RUTHERFORD COUNTY, TN (WGNS News) - You don’t have to drive far in Rutherford County before you spot a rafter of wild turkeys wandering a field edge or slipping across a back road. And according to new conservation funding decisions, Tennessee leaders want to keep it that way.
The Tennessee State Chapter of the National Wild Turkey Federation has wrapped up its review of the 2026 Hunting Heritage Super Fund proposals, approving a slate of projects aimed at strengthening turkey habitat, research, and public access across the state. The board signed off on $209,199 for conservation work, $25,607 for research, $176,250 for access projects, and another $71,085 for hunting heritage efforts like education programs and chapter scholarships. Those dollars go a long way, too — NWTF says the conservation awards will be matched by more than $28 million in partner and grant funding.
All of this comes at a time when Tennessee’s turkey population has been under closer watch. Statewide numbers have been trending downward since around 2013, based on long‑term monitoring through the North American Breeding Bird Survey and TWRA harvest data. Some of the steepest declines have hit counties farther south, including Giles, Lawrence, and Wayne, where harvest totals dropped by nearly 60 percent between 2005 and 2015.
Rutherford County, though, sits in a more encouraging zone. Counties just to the north — Bedford and Maury — have remained stable or even seen slight increases, and Rutherford continues to track alongside them. TWRA’s annual status reports show Middle Tennessee still producing strong spring harvest numbers, and Rutherford consistently contributes to that trend.

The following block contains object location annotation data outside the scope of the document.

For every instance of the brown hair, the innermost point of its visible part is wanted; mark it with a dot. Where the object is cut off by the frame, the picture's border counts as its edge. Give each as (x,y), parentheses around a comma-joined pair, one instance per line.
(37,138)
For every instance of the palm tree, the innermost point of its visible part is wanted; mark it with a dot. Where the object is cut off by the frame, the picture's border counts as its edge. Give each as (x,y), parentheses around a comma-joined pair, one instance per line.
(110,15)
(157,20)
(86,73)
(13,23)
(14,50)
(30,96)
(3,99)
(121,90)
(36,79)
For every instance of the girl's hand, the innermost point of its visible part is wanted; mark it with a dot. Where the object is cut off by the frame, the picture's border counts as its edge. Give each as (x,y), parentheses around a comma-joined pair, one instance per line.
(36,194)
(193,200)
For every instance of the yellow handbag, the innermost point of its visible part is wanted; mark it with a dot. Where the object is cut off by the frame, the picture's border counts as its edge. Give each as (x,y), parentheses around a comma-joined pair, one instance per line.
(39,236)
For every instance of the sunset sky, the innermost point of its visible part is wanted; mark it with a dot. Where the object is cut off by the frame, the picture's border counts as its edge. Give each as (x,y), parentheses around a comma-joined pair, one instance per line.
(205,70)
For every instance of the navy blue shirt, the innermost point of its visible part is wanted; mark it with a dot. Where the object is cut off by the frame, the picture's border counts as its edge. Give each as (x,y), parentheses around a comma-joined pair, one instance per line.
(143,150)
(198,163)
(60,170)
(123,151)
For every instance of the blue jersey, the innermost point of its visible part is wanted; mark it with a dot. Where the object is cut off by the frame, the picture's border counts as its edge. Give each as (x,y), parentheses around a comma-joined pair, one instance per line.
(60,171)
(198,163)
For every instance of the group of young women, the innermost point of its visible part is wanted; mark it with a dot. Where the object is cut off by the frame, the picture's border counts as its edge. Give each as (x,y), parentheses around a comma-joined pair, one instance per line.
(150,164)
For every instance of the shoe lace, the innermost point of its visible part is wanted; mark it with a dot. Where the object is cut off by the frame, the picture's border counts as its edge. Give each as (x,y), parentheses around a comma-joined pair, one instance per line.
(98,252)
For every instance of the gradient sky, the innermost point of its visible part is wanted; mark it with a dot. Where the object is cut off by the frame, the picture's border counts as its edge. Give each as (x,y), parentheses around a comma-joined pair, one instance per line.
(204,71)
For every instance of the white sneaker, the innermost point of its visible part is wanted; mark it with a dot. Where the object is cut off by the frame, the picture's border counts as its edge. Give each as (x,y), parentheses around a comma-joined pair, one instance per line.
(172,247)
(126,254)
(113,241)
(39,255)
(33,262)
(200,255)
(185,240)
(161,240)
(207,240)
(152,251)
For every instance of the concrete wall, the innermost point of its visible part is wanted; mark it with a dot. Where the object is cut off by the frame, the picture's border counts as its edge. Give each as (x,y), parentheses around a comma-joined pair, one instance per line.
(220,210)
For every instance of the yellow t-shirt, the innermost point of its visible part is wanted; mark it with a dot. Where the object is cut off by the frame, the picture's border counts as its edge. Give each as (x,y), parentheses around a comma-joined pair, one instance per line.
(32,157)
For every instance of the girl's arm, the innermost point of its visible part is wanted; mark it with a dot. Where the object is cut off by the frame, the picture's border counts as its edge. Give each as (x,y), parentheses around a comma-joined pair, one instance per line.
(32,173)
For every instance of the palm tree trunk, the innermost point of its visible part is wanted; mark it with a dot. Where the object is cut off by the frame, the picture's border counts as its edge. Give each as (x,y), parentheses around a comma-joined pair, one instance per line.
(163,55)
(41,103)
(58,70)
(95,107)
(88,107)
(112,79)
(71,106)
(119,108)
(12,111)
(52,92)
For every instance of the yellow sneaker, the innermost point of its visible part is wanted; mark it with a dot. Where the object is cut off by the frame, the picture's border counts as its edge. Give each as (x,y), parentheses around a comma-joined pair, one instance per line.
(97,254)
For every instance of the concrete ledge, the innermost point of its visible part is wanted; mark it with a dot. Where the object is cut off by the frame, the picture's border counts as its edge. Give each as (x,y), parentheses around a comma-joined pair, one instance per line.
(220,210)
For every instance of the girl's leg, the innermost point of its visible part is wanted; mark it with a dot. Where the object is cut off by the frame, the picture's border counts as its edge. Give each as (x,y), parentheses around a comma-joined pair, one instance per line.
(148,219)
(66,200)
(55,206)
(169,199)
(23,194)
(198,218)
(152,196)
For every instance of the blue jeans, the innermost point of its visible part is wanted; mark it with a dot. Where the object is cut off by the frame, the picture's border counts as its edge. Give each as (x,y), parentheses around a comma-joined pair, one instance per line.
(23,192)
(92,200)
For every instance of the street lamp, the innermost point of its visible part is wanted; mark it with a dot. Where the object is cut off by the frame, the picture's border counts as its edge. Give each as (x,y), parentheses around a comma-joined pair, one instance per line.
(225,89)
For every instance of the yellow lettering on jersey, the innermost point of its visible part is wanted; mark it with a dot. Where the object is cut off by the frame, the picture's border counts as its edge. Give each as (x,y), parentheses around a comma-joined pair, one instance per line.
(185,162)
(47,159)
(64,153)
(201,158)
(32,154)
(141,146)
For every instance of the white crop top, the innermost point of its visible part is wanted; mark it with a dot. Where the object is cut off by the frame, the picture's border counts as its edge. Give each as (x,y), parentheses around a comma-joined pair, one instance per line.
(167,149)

Tennessee’s turkey hunting seasons span both spring and fall, giving hunters two distinct windows to get into the woods: the 2026 spring season opens with the Young Sportsman Weekend on April 4–5, followed by the regular statewide season from April 11 through May 24, while the 2025 fall seasons include archery from Sept. 27–Oct. 24 and Oct. 27–Nov. 7, along with a shorter shotgun/archery window from Oct. 11–24; spring offers the broader opportunity with a two‑bird seasonal limit (one per day, only one jake), while fall is more limited with a single male turkey allowed for the entire season, and although some Tennessee counties close during fall, Rutherford County remains open for both, keeping local hunters well‑positioned for year‑round participation.
One final bit of information to Rutherford County residents. Turkeys will feed along road edges where gravel, seeds, or leftover crops are easy to find, and they sometimes fly low across rural roads. Flocks can also linger on warm pavement on cold mornings. Most turkey‑vehicle collisions happen when a driver rounds a curve and encounters a group in the roadway, or when a bird flushes suddenly and flies into a windshield.
Local hunters say they’re still seeing plenty of birds, and the data backs them up. While turkey numbers can fluctuate from year to year, there’s no sign that Rutherford County is experiencing the sharper declines seen elsewhere. For now, at least, the county remains one of Tennessee’s reliable turkey habitat strongholds.